Type of Paper: Article
Title: Proteomic Analysis of Human Cell Models of Arsenic Carcinogenesis
Author: Yue Ge
Affiliation: National Health and Environmental Effects Research Laboratory, US Environmental Protection Agency, Research Triangle Park, NC 27711, USA; E-Mail: Ge.Yue@epamail.epa.gov
Abstract: A variety of cancers including lung and bladder cancers have been linked to arsenic exposure. In order to unravel of the toxic processes as well as to obtain insight into molecular basis and mode of action of arsenic-induced tumorigenesis, we have performed a comprehensive proteomic analysis of human bladder cell line, Urota cells and human primary cells, keratinocytes exposed with arsenic using an integrated redox proteomics approach. Some important genes and pathways involved in oxidative stress have been identified, suggesting the roles of oxidative stress in arsenic-induced carcinogenesis.

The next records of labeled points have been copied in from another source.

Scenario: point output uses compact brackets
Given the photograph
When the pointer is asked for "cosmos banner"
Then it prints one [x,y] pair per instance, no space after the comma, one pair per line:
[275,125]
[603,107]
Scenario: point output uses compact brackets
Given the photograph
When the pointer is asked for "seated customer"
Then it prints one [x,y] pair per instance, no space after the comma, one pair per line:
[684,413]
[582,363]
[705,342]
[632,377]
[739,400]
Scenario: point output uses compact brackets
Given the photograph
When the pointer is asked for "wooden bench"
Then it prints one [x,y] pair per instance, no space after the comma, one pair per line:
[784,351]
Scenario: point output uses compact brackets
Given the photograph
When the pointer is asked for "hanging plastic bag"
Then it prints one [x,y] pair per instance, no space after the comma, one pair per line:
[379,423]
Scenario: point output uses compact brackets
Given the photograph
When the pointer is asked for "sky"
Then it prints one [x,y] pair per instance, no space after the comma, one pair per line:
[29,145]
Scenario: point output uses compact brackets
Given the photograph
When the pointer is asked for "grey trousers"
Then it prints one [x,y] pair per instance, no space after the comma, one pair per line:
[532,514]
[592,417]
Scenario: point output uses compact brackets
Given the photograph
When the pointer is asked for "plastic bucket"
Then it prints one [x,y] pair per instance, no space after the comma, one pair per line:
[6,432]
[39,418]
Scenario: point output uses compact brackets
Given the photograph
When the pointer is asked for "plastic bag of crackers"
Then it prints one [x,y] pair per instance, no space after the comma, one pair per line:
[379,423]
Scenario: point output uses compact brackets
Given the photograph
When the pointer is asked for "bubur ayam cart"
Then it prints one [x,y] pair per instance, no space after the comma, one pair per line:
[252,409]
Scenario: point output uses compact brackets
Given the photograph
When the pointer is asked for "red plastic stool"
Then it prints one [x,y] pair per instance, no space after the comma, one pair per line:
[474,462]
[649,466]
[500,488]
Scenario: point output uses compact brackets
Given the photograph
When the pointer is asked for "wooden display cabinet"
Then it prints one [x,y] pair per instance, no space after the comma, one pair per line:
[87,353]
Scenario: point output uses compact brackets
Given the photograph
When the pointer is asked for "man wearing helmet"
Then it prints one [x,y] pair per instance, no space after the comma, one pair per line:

Title: Oxidative Stress in the Transition to Androgen Independence in Prostate Cancer
Authors: Laure Marignol ^1,2, Donal Hollywood ² and Mark Lawler ²
Affiliations: ¹Division of Radiation Therapy, Trinity College Dublin, Ireland
² Department of Haematology and Academic Unit of Clinical and Molecular Oncology, Institute of Molecular Medicine, St James’s Hospital and Trinity College Dublin, Ireland; E-Mail: mplawler@tcd.ie
Abstract: Growing evidence has linked prostate cancer carcinogenesis with early loss of cellular protection to oxidative damage, participating in increased DNA damage and genetic instability, leading to aggressive treatment resistant disease. In prostate cancer, the transition from androgen-dependence to androgen-independence is a key event. Oxidative stress and tumour hypoxia have largely been associated with disease progression and treatment failure, but to date the effect of oxidative stress on known mechanisms of androgen resistance and disease progression is poorly understood. This review thus proposes to examine the involvement of oxidative stress in the transition to androgen-independence in prostate tumours and to examine how tumour hypoxia may be harnessed for therapeutic benefit.